Cognitive correction and creating better human-to-machine interaction

The lifetime of the computer has been marked by an ongoing struggle to communicate with the machine. When two human conversational participants come from different languages, true communication only occurs when one can learn to speak in the language of the other.

At the beginning of the history of computation, it was the human who had to use the language of the machine; early programmers expressed themselves in binary. But over time, we built better interfaces. Binary machine code was replaced by languages employing commands that took the form of words. Typed command-line interfaces gave way to graphical interfaces and abstractions of file systems that suggested physical space. Commands took the form of mouse or swipe gestures.

And now, the maturation of natural language processing (NLP) technologies means that we have started to “talk” to our phones, our cars and our toys. Through these technologies, we are being introduced to digital assistants and textual interfaces that empower us to help ourselves.

Designing these systems requires overcoming certain challenges, of course. Cognitive ergonomics is a design philosophy recognizing that just as an ergonomic keyboard might bend so that the user’s wrists do not have to, a system’s design should bend so that the user’s natural processes for accomplishing a task do not have to. More and more, users expect not to be forced to bend to communicate to a computer.

When the communication takes the form of natural language, people would prefer to be able to converse as if the dialogue partner were another human. A move away from “interactive responses” and toward “dialogue,” however, entails more than just a shift in thinking away from menus and keyword detection.

Designing systems for natural human communication is challenging; dialogue breaks the “rules.” For example, it is not news to anyone who communicates via any of the text-based channels that these environments have developed a dialect of their own. “Textspeak” often involves deliberate modifications to the spelling and grammatical standards of natural language, and this has spawned entire domains of linguistic research.

The phenomenon, however, is hardly new to human communication. Morse code operators, in the interest of economizing their keystrokes, also developed a shorthand that can still be observed today by listening in on the conversation between any two ham operators, such as:

NC1M DE AA1JD    GA DR OM UR RST 5NN HR   QTH TIMBUKTU   OP IS MATT   HW?   NC1M DE AA1JD KN

Translation: To NC1M from AA1JD: Good afternoon dear old man (buddy). Your signal is very readable (5) and very strong (9), with very good tone (9)). I’m located in Timbuktu. The operator’s (my) name is Matt. How do you copy? To NC1M from AA1JD, listening for response from a specific station.

Multiple publications have claimed that roughly 15 percent of the words occurring in SMS and Twitter text are not found in the dictionary, which is a significant problem for automated NLP tools hoping to communicate with users via text.
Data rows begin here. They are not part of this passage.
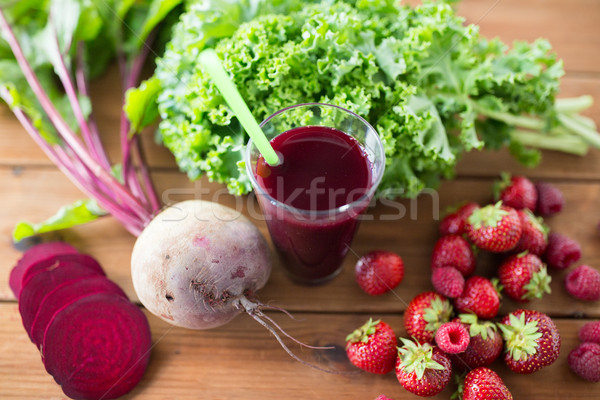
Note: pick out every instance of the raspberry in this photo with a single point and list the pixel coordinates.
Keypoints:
(584, 360)
(583, 283)
(550, 199)
(452, 337)
(379, 272)
(448, 281)
(562, 251)
(590, 332)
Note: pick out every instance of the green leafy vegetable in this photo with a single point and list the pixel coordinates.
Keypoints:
(80, 212)
(431, 85)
Furthermore, while there will always be the “fat fingers” problem with simple unintentional typos, many of these spelling variants are intentional; for brevity, stylistic or emphasis purposes, texters deviate from standard spellings with acronyms, shortened/simplified versions of words and even lengthened variations. One study found an average of 5.5 shortened spellings per text message sent by English-speaking millennials.

Designing systems for natural human communication is challenging.
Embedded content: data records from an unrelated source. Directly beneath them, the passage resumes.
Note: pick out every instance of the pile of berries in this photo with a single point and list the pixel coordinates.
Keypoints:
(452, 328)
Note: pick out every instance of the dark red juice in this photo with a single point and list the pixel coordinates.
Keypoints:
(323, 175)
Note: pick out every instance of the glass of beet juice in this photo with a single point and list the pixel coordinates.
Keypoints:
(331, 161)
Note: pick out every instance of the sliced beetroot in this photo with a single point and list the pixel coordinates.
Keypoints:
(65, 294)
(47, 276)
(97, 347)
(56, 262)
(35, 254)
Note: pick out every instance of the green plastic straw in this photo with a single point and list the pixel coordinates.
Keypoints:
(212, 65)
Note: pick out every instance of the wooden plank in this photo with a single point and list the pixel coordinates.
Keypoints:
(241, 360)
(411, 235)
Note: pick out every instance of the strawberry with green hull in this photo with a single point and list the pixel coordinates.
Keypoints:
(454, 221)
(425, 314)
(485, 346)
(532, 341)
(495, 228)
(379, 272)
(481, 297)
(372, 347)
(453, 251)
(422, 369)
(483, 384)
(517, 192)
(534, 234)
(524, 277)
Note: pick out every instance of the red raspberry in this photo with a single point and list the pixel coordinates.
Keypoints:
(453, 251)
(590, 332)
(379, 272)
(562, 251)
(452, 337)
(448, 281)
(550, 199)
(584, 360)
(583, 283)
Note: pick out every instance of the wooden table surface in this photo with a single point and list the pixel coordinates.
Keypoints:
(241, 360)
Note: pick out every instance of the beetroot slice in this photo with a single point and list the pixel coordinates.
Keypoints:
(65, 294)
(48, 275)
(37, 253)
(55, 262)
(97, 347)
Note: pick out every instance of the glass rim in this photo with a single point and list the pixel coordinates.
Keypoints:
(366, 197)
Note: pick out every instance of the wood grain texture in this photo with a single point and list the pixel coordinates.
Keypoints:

How can a computer understand this? One option is to add “ROTFL” to the dictionary. But while there are many resources listing common slang and abbreviations, this will not cover the many extemporized variations. This means we need to augment our slang dictionary with a reliable way to transform unrecognized text into standard spelling.

Most approaches normalize text by generating potential respelling candidates and ranking them from most likely to least likely in order to pick the top one. In typo correction, respelling candidates are generated through knowledge of how fingers or memories typically stumble.

Thankfully, we can do the same with intentional spelling variants; some studies have shown that if you can describe the systematic ways in which people typically modify words in text-based communication, you can use this to generate and rank respelling possibilities effectively. If you augment this domain knowledge with semantic (meaning) and syntactic (grammar) context from applying natural language understanding (NLU) to the rest of the utterance, the ranking will be even more accurate.

Another way in which we are challenged in natural dialogue is the need to handle the fact that dialogue progression is not always strictly linear, as is seen at the beginning of this article. When users are asked a question, it is natural for them to respond with a question of their own (“What is my balance?”).

Natural dialogue often enters into a short digression in which the system must recognize that the dialogue act of the user’s utterance was not an answer, but a query for relevant information; and the system must be able to answer the query. Then the dialogue initiative can return to the system and continue naturally. A user may also provide more information than was strictly asked (“From savings to checking.”), or may speak ambiguously (“What is my balance?” Of which account? In this case, either is relevant, and to save additional dialogue turns clarifying the intent, both can be provided).

Dialogue systems therefore must be flexible about more than spelling; they must also avoid restricting the interaction flow to a prompt-and-response exchange. This is the era for successful and powerful interactions to arrive as these questions and more are addressed; the machine, and not the user, will bend to meet us in the middle ground.

Author’s note: The Morse code example was modified from Wikipedia with thanks to NC1M for additional consultation.